“I didn’t start shooting at anyone that didn’t start shooting at me first.”
“Dirty” Harry Callahan (Clint Eastwood) hunts down a team of rookie cops who are murdering notorious criminals.
Genres, Themes, Actors, and Directors:
- Clint Eastwood Films
Response to Peary’s Review:
Peary notes that this second installment in the “Dirty Harry” franchise “lacks the gritty feel and stylistic impositions of the original” but has some “tough, cleverly directed” action scenes and an “exciting”, morally ambiguous script (co-written by Michael Cimino).
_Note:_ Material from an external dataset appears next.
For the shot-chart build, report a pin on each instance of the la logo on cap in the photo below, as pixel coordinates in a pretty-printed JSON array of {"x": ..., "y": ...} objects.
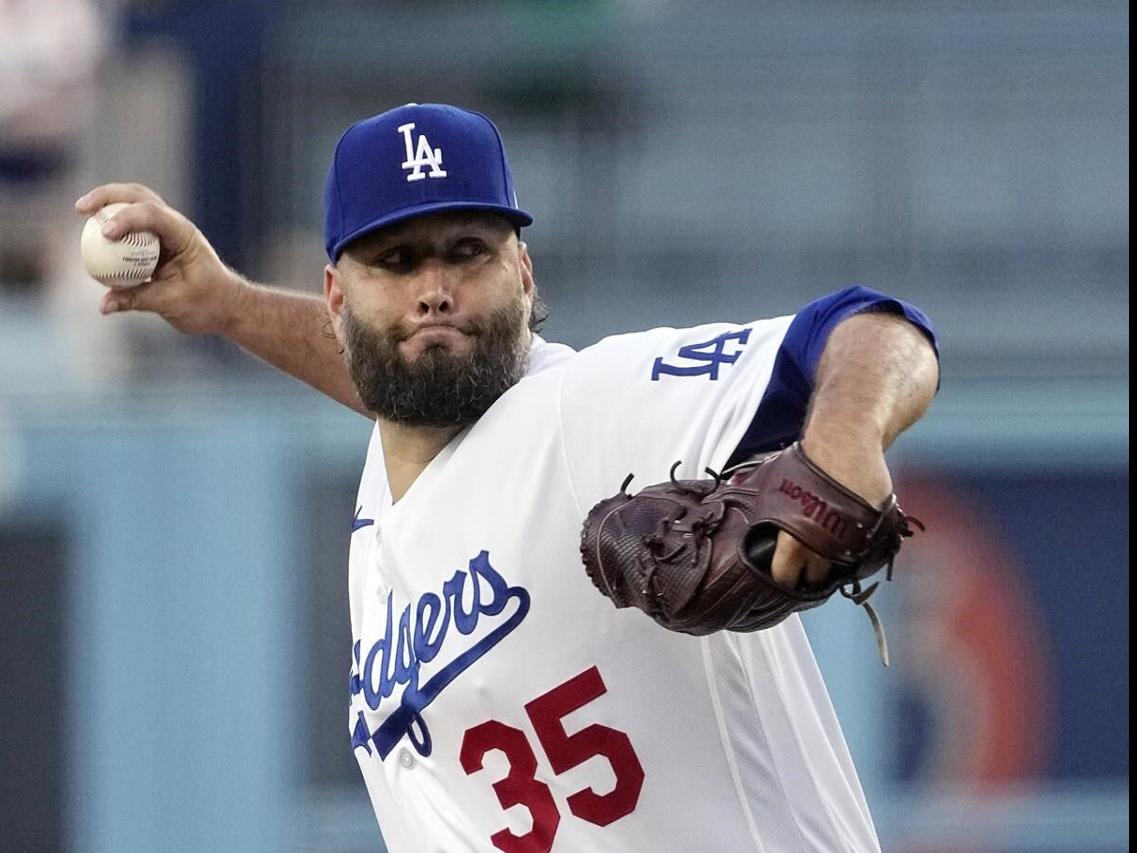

Since the identity of the killers is made clear from the beginning, there’s no “murder mystery” to be solved; instead, the film’s interest lies primarily in watching how a notorious vigilante cop like Dirty Harry reacts when confronted with a group of sharpshooting fascist rookies (led by blonde David Soul) who take his own cynical attitude to a deadly extreme.
(Harry himself states at one point, “I hate the goddamn system, but until someone comes along with changes that make sense, I’ll stick with it.”) The film’s title (magnums are ultra-powerful cartridges) hints at an emphasis on firearms and ballistics throughout, and the scene in which Eastwood battles Soul for top prize in a shooting contest is particularly exciting. However, I could do without the inane “subplot” involving Harry’s sexually available Asian neighbor (Adele Yoshioka), whose two-dimensional presence merely serves to tap into Orientalist fantasies.
Redeeming Qualities and Moments:
- An intriguing premise
- Effective use of San Francisco locales (including the infamously twisty Lombard Street)
No, though it’s certainly worth a look, and must-see for “Dirty Harry” completists.